Makes for really interesting subsurface structures too!
Any pictures of that?
Here's some info on the Chesapeake crater
http://www.unb.ca/passc/ImpactDatabase/images/chesapeake.htm
Can you tell em more about that ? Never heard of it .
What are the subsurface structures like?
"Check the Fall Line, large enough to kill all life."
Actually, neither of these statements is accurate. The book "Chesapeake Invader" by C. Wylie Poag, 1999 gives all the details. The 50 mi. diameter crater lies wholely in Virginia. The south end is Norfolk, and the north end is at Exmore, on the Va. end of the Delmarva Peninsula. I have driven down there trying to find it, but haven't yet. The western side is along the west side of the Chesapeake Bay and the jogs in the York and James Rivers indicate its edge.

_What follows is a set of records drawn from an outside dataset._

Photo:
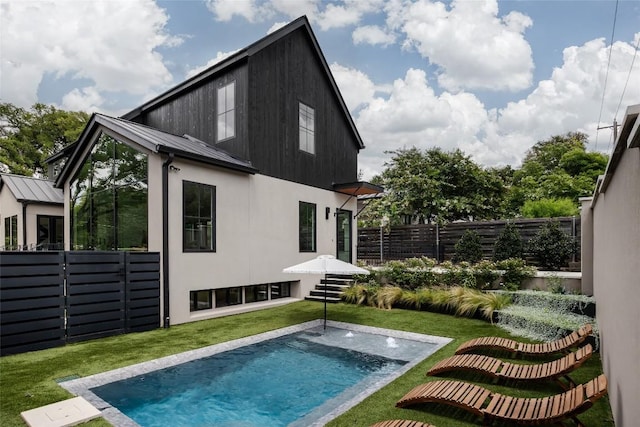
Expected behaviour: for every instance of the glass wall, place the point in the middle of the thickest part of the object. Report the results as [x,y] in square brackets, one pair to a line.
[109,198]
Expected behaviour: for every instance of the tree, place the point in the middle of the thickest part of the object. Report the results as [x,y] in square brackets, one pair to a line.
[468,248]
[508,244]
[558,168]
[551,246]
[549,208]
[437,186]
[28,137]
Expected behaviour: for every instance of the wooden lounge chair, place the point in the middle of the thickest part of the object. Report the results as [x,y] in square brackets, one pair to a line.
[496,368]
[515,410]
[401,423]
[563,345]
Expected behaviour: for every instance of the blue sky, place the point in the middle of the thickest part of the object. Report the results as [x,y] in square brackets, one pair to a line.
[491,78]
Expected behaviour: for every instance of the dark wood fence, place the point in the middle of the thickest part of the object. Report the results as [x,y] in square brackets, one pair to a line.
[377,245]
[50,298]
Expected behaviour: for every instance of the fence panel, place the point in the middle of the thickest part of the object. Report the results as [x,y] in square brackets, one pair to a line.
[143,291]
[95,294]
[401,242]
[31,301]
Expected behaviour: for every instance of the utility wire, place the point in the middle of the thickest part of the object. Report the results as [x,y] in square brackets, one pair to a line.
[606,76]
[635,52]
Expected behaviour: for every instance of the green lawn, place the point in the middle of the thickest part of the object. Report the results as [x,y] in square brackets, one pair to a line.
[28,380]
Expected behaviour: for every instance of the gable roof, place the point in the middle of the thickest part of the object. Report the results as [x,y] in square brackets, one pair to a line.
[243,55]
[156,141]
[32,190]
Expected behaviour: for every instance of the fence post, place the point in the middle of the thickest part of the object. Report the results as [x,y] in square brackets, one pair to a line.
[437,243]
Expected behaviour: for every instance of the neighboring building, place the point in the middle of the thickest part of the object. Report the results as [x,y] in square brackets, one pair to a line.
[243,170]
[31,214]
[611,268]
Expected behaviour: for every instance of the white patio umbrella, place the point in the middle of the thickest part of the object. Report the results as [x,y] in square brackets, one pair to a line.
[325,264]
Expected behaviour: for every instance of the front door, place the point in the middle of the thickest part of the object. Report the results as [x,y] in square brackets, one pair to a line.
[343,236]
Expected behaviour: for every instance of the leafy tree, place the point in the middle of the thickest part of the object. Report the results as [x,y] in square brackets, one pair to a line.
[551,246]
[508,244]
[558,168]
[468,248]
[437,186]
[549,208]
[28,137]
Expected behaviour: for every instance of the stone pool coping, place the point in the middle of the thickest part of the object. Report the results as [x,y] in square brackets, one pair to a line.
[81,386]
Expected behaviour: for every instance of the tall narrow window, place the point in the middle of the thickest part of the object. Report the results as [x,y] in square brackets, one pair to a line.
[307,227]
[199,217]
[227,111]
[50,232]
[11,233]
[306,121]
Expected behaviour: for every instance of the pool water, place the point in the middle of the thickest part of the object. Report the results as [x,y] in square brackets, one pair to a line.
[301,375]
[272,383]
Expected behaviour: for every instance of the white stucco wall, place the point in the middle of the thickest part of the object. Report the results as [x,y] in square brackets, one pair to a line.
[256,236]
[616,285]
[9,206]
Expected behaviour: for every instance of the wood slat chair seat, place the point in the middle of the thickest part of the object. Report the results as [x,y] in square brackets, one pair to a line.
[547,410]
[515,410]
[496,368]
[401,423]
[562,345]
[467,396]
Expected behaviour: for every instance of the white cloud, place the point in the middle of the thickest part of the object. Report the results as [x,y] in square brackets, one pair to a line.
[413,115]
[224,10]
[219,57]
[355,86]
[112,44]
[571,98]
[374,35]
[84,99]
[472,46]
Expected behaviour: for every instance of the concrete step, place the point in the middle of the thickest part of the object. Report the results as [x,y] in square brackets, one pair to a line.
[330,300]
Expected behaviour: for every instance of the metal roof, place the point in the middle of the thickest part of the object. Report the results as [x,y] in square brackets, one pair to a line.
[184,146]
[33,190]
[155,141]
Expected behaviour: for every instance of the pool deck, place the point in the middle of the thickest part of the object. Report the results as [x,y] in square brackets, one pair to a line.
[82,386]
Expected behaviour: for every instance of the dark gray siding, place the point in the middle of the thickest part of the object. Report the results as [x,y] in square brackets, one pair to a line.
[194,113]
[269,86]
[280,76]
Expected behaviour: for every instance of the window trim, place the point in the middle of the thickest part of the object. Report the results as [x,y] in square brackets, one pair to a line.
[306,109]
[213,218]
[224,113]
[314,240]
[194,307]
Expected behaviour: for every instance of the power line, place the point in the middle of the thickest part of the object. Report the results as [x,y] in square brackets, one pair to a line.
[606,76]
[635,52]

Nineteen miles diameter is hardly large enough to wipe out all life, although it would certainly mess up your year. The Chesapeake Meteor (50 mi. diameter), a 9md crater off Tom's River, NJ, and another 50md crater in Siberia named Popigai all crashed around 35 million years ago. Although there seem to have been other major impact events, and this is around the end of the Eocene and beginning of the Oligocene, scientist have found no evidence of a major world wide die off tied to these meteors. The dinasaur meteor off Yucatan was about 120 miles in diameter. Scientists are now looking at the Shiva Crater off India which is also about 65 million years old. This crater is 400 x 600 kilometers, and combined with the Yucatan meteor was probably responsible for a 65 to 70% die off.
For more info. Google Meteorite Impact Craters on Earth.